Photo by Theo Schwarz
Julia Johnson consoles Tomi Lynn Harris, whose son died in custody of the Allegheny County Jail in January.
There is no doubting that most people in Allegheny County are happy to see Corizon pack up and leave as health-care provider for the the county jail. Eleven people died during the private health-care company's two year tenure, even though inmates only spend an average of 58 days within the jail’s confines.
While most might think it a time to celebrate, the Allegheny County Jail Health Justice Project
chose the day Corizon left, September 1, as a day to mourn.
“It is too little too late,” says activist Julia Johnson of the justice project. “We cannot bring back the lives of those lost at the county jail.”
The vigil was held in the plaza in front of the jail, where candles were lit in the hot afternoon sun and the names of all those who have died in the jail were read aloud.

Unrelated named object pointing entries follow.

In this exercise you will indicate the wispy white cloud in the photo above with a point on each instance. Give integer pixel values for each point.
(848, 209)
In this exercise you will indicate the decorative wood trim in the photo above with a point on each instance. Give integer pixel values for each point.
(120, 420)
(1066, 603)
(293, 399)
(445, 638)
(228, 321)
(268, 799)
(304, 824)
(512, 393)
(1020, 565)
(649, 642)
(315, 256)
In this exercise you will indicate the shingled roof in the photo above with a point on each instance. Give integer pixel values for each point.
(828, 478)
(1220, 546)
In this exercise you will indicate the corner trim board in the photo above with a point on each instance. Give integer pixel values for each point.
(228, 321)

Tomi Lynn Harris, whose son Frank Smart died in custody at ACJ in January, spoke to the crowd of 20, demanding fair treatment of inmates in the jail.
“We need people to care about people in the jail,” says Harris.

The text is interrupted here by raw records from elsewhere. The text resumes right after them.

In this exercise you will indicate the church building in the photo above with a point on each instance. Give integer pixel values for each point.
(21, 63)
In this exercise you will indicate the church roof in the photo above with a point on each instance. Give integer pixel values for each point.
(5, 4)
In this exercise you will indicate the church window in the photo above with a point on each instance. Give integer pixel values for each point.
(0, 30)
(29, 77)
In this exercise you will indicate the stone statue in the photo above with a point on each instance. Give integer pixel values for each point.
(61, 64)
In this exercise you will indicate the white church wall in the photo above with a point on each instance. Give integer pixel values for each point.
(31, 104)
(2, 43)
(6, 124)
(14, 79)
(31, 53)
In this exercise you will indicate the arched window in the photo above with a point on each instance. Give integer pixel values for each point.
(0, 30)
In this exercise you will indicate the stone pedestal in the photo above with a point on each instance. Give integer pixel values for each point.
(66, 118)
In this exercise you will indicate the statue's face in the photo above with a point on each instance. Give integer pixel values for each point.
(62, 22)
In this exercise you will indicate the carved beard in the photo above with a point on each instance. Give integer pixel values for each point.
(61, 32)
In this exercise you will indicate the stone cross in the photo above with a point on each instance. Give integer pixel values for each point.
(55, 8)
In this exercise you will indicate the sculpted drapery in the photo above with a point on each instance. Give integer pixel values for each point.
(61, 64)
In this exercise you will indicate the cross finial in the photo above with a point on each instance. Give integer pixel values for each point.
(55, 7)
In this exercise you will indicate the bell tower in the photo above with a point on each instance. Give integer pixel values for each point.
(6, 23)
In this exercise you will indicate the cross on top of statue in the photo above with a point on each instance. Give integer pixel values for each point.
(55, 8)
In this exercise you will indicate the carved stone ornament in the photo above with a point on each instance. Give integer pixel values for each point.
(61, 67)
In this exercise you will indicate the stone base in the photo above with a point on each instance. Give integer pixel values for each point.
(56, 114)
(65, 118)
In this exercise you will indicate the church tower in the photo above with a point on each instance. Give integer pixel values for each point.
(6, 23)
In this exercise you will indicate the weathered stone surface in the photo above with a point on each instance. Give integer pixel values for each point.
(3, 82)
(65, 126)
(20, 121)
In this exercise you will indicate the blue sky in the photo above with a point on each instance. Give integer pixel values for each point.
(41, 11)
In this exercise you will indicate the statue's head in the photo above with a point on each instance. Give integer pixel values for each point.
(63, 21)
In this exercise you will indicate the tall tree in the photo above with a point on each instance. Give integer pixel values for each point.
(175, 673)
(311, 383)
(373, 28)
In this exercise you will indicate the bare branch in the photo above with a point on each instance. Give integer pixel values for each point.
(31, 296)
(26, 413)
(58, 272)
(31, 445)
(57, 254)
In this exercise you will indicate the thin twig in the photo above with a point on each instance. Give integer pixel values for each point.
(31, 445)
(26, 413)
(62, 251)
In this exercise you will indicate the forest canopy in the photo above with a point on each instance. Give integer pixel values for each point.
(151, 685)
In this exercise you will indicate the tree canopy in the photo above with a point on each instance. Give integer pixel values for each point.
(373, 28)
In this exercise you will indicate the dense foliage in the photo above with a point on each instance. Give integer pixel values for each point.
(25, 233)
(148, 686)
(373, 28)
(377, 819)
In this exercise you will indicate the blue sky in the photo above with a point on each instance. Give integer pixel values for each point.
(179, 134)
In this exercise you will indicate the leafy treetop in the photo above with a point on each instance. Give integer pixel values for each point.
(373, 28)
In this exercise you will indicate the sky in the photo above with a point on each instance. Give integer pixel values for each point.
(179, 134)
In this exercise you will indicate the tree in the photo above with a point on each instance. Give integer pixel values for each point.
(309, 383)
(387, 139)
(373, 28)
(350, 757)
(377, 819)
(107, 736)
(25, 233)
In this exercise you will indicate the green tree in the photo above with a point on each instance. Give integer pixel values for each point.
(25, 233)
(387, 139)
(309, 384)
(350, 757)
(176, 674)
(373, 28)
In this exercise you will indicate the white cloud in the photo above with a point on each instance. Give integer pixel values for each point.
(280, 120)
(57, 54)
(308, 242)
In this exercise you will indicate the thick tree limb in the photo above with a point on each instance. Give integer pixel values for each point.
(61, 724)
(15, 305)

According to Harris, her son was only in jail custody for less than a day and alleges that he died because the staff refused to provide him with his seizure medication.
Before the vigil, the justice project held a press conference in the courtyard of the County Courthouse to remind officials that they are not content just because Corizon is no longer involved at the jail. As of yesterday, health care at the jail will be run under the county's direct supervision, with partnering efforts from Allegheny Health Network.
Johnson says that county officials continue to scapegoat Corizon and believes that officials should be held accountable for their actions involved in health care at the jail
. She is calling for warden Orlando Harper to be fired and for a full investigation of the jail staff to determine who else contributed to the inadequate health standards.
“We have no faith or trust in county government right now to maintain medical standards,” says Johnson. “Many of the problems were caused by county governments poor standards.”
Before the vigil, Johnson delivered a petition of more than 1,700 signatures to county officials calling for the firing of warden Harper.
Allegheny County Communications Director Amie Downs sent this statement to CP
in response to the petition: “Warden Harper continues to have the full faith and confidence of the administration and will remain in place at the Allegheny County Jail.”